Sheets, sleeping bag, blanket, pillow – I hope he changes his sheets at least once so we always send two sets.
Tennis racquets, mitts, hockey sticks, shin guards – If you send them, they will play.
Stationery (see snail mail, below)

NO PLACE FOR GADGETS: Your child’s camp might be more high-tech than ours, so maybe it allows all that fun electronic stuff like Game boys, ipods, MP3 players, laptops, and cell phones. Matt’s camp doesn’t. The good news is we don’t worry about chargers, loss, theft, or breakage. The bad news is we don’t hear from him electronically. That means we don’t get email or text messages from him. His camp doesn’t allow calls home either, so we are reliant on that very old fashioned form of communication: snail mail. If your kids’ camps allow any or all of the above, God bless.

SNAIL MAIL: They can text you all they want, but kids still want real letters to read during rest hour and so do you. My parents sent me off to sleep away camp when I was nine, and my mother tried to dull the pain by writing me every day. Even though I have spent my life trying to live in opposition to my mother, I too sent my oldest child off to camp at nine, so I also write him every day. We send Matt with a box of stationery and hope he writes back. I address and stamp the envelopes ahead of time. I know, I know: If I had raised my boy right, I would be able to send him off to camp with stationery and stamps and be done with it. Shame on me.

CAMP WEBSITES: ARE THEY HAVING FUN YET? The hundreds of pictures the camps post on their websites are a gift. Accept them. My husband has more patience than I do so he trolls the camp website, looking for pictures of Matthew looking happy. He then attaches the pictures to an email and sends them to me and the various grandparents. Matt generally looks happy but I don’t take this as a barometer of his true mood. What camp would post pictures of kids looking sad or angry? Still, it’s fun to see who else’s clothes he is wearing.

CARE PACKAGES. Do your kids really need food-and-fun-in-a-box while they’re at camp? Probably not, but once every summer, I send Matt and Sam a package of garbage to share –tiny checkerboards, stationery, joke books, whistles, gum.

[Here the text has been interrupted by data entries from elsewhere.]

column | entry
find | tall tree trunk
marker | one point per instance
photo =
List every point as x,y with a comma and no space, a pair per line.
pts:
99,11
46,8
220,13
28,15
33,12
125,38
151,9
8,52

My sister-in-law does the same thing. Most of the stuff comes home unopened and/or unused, but it makes us feel like good Moms to make a special trip to the post office on our kids’ behalves.

SEARCH AND REPLACE. Be prepared. You may actually forget to pack them something they desperately need. Last year, Matthew’s portable fan broke the first week. He wrote home that he needed a fan that clipped to his bed, and a portable hand-fan that sprayed water. After four separate trips to Walgreen’s, CVS, the local pharmacy, and Bed Bath & Beyond, I was able to fill his order.

GET AHEAD OF LICE: You might want to check your honey’s head before you let him back in the house. Last summer, we drove up to Matt’s camp, and before we were allowed to unpack, there were sentries standing outside the bunks, waiting to check the campers’ heads. It was a great idea. Unfortunately, no one checks their heads on the way out. You should.

PUT IT IN THE CAMP CLOSET: Last year, when Matt came home, I got smart, and put everything camp-related in one place: the closet under the basement staircase. I got this idea from a friend who keeps all of her family’s’ ski socks and long underwear in one drawer. Now when Matt comes home, we wash his laundry bag and sleeping bag, roll them up, then stick them and his under-the-bed-box (with all its stuff, safe inside) in the basement closet and forget about it for eleven months.

Like any experience that is new and challenging, camp transforms the child. It also transforms you. You will have down time. You will have one (or more) less mouth to feed. You will have fewer places to drive, smaller meals to make. But the real beauty of sending your kids to sleep away camp is that it gives you time to miss them.